The system was marketed as a power efficient supercomputer, a niche that seems like a good idea to target since there is such a large margin by which commodity servers can be beat in that arena, with the right architecture. Low-power cores coming out of ARM and Tensilica inspire thoughts of how computer systems could incorporate such efficient cores in a useful way.
In 2007, about a year after SiCortex installed their first systems, the best SiCortex system was "only arguably" more power efficient than the latest Intel servers - meaning a significant advantage on some common cluster workloads wasn't obvious.

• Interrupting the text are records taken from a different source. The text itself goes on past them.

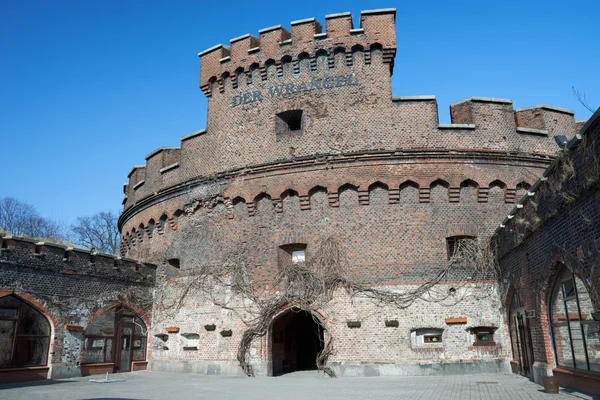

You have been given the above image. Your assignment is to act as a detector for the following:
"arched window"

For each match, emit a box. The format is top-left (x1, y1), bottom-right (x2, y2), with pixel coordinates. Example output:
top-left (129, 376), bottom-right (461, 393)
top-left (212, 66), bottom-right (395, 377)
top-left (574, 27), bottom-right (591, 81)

top-left (550, 268), bottom-right (600, 372)
top-left (0, 295), bottom-right (50, 368)
top-left (508, 290), bottom-right (535, 376)
top-left (83, 306), bottom-right (148, 372)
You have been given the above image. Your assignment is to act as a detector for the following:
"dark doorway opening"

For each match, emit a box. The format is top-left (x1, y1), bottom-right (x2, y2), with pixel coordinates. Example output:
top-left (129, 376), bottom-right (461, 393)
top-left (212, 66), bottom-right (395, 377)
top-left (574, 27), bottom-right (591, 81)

top-left (271, 309), bottom-right (324, 376)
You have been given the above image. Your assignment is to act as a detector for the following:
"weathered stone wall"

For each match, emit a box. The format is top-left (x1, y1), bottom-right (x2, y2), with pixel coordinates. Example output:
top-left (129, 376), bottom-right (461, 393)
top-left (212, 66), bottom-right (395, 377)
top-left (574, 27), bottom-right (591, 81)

top-left (497, 108), bottom-right (600, 388)
top-left (119, 10), bottom-right (576, 375)
top-left (150, 272), bottom-right (510, 376)
top-left (0, 236), bottom-right (155, 378)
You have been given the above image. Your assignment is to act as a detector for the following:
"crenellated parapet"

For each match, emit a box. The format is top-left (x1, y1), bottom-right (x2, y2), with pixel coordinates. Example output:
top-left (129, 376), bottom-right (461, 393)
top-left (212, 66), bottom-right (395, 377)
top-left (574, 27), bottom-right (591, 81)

top-left (0, 234), bottom-right (156, 285)
top-left (198, 8), bottom-right (396, 97)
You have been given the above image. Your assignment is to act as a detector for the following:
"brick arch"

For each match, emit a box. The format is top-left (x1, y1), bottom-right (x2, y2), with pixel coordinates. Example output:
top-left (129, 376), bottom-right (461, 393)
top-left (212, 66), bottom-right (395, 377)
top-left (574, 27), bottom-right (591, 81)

top-left (252, 189), bottom-right (277, 203)
top-left (308, 185), bottom-right (328, 209)
top-left (263, 58), bottom-right (277, 80)
top-left (233, 67), bottom-right (246, 88)
top-left (86, 300), bottom-right (150, 331)
top-left (269, 302), bottom-right (329, 331)
top-left (459, 179), bottom-right (479, 203)
top-left (541, 245), bottom-right (600, 309)
top-left (0, 289), bottom-right (60, 332)
top-left (427, 177), bottom-right (450, 188)
top-left (297, 51), bottom-right (312, 72)
top-left (279, 187), bottom-right (300, 199)
top-left (0, 288), bottom-right (56, 368)
top-left (502, 280), bottom-right (525, 317)
top-left (332, 46), bottom-right (348, 68)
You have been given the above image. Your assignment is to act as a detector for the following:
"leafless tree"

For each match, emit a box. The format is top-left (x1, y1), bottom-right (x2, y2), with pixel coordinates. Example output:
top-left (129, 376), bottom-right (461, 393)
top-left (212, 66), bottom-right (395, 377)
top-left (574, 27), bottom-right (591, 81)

top-left (571, 86), bottom-right (596, 114)
top-left (71, 211), bottom-right (119, 254)
top-left (0, 197), bottom-right (64, 240)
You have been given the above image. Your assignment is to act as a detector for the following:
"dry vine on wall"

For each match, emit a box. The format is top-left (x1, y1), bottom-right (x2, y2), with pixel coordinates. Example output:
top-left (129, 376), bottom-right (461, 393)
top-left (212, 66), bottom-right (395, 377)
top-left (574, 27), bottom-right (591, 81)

top-left (157, 236), bottom-right (497, 377)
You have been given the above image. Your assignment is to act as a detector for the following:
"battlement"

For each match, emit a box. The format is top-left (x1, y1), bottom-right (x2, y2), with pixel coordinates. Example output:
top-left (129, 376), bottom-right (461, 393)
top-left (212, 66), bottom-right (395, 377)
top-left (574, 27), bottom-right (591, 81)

top-left (198, 8), bottom-right (396, 97)
top-left (0, 234), bottom-right (156, 284)
top-left (123, 96), bottom-right (583, 209)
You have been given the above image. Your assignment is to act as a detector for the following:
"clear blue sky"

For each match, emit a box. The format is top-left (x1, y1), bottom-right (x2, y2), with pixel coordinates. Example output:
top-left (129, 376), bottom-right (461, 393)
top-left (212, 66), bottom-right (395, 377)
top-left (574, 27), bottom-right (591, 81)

top-left (0, 0), bottom-right (600, 227)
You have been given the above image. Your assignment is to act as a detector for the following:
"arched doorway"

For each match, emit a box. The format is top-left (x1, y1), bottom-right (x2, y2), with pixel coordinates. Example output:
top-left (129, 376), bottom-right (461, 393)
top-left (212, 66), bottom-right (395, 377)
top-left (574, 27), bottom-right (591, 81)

top-left (271, 308), bottom-right (324, 376)
top-left (508, 290), bottom-right (534, 378)
top-left (82, 306), bottom-right (148, 375)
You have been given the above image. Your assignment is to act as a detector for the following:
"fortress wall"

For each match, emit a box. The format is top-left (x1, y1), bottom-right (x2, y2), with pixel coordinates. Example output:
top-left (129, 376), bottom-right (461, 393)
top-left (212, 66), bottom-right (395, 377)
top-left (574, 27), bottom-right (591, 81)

top-left (122, 160), bottom-right (540, 283)
top-left (124, 10), bottom-right (578, 209)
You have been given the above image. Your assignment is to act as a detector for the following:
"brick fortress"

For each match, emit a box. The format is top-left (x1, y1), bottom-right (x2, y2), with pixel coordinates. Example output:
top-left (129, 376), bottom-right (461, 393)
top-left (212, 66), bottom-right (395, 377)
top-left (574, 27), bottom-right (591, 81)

top-left (0, 9), bottom-right (600, 391)
top-left (120, 9), bottom-right (578, 375)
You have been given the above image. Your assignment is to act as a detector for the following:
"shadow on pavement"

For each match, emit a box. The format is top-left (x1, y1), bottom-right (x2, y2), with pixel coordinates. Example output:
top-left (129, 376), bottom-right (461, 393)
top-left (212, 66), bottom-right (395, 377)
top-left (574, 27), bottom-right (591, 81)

top-left (0, 379), bottom-right (76, 390)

For example, in the double-precision GFlops arena (often times not a representative benchmark but used here for simplicity), SiCortex provided 5832 cores, each capable of 1GFlops, yielding 5.832 TFlops. The power consumption of the system was about 18 kilowatts, resulting in 324 GFlops per kilowatt. The 3Ghz Core 2 Quads that could fit in 150-watt servers in 2007 were putting out 48GFlops (4 ops/cycle in SIMD, 4 cores, 3ghz). That's 320 GFlops per kilowatt, reducing the SiCortex advantage to a rounding error.

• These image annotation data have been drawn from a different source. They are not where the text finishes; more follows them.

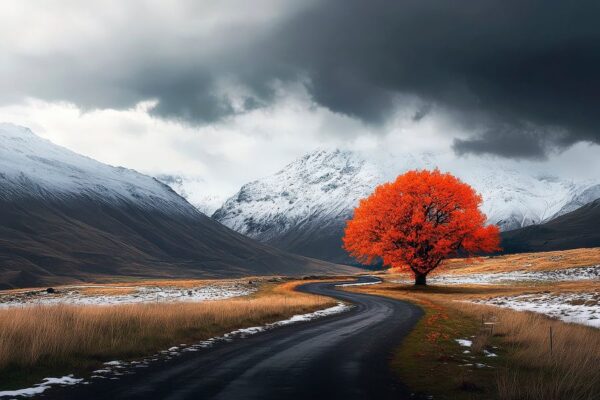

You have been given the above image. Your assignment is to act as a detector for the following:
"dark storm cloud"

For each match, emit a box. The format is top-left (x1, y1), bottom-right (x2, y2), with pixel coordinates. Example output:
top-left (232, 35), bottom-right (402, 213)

top-left (3, 0), bottom-right (600, 157)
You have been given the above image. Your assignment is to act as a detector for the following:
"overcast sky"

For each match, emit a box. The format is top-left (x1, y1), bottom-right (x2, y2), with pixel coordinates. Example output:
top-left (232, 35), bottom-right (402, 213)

top-left (0, 0), bottom-right (600, 197)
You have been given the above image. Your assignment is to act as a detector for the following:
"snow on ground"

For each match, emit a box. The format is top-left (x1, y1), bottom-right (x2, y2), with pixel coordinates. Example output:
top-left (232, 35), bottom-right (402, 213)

top-left (392, 265), bottom-right (600, 285)
top-left (0, 303), bottom-right (353, 397)
top-left (471, 292), bottom-right (600, 328)
top-left (0, 375), bottom-right (83, 397)
top-left (0, 282), bottom-right (257, 308)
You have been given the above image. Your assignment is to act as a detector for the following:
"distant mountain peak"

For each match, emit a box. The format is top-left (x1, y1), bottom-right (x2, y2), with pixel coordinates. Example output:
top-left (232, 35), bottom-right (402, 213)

top-left (213, 148), bottom-right (600, 262)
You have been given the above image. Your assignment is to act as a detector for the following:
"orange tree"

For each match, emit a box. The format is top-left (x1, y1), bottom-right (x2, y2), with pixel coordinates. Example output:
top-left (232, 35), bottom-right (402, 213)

top-left (343, 169), bottom-right (500, 285)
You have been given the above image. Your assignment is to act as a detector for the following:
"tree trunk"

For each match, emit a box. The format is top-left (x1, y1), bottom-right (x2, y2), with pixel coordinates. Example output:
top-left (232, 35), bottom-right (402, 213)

top-left (415, 272), bottom-right (427, 286)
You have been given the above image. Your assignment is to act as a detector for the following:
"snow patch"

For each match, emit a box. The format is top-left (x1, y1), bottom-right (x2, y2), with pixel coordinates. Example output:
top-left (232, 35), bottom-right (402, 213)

top-left (470, 292), bottom-right (600, 328)
top-left (0, 375), bottom-right (83, 397)
top-left (0, 282), bottom-right (257, 309)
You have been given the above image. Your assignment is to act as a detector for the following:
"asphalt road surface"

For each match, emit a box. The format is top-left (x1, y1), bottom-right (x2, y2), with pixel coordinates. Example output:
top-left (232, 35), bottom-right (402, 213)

top-left (42, 277), bottom-right (423, 400)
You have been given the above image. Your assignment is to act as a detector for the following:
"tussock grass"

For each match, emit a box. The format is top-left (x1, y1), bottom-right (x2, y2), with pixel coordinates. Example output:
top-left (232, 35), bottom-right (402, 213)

top-left (349, 283), bottom-right (600, 400)
top-left (432, 247), bottom-right (600, 276)
top-left (0, 282), bottom-right (335, 386)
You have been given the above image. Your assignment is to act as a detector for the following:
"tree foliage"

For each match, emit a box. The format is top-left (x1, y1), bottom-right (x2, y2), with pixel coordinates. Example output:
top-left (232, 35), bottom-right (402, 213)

The GFlops comparison is not fair - the SiCortex architecture had a lot of advantages outside of GFlops, like much lower penalties for cache misses, higher memory bandwidth per compute cycle, somewhat lower penalties for branch misprediction, etc. The comparison above also does not take network power consumption into account, and the PC network would have delivered lower performance for latency or bandwidth-bound problems. These advantages for SiCortex would have been more compelling if the floating point power efficiency had at least a 2x-4x advantage over Intel at the time, which could be perceived as a 2-year to 4-year advantage over commodity servers as a minimum. As it was, it was easy to think of workloads (e.g. SIMD floating-point bound workloads) that gained no power efficiency advantage on the SiCortex hardware, which starts the power efficiency story on the wrong foot.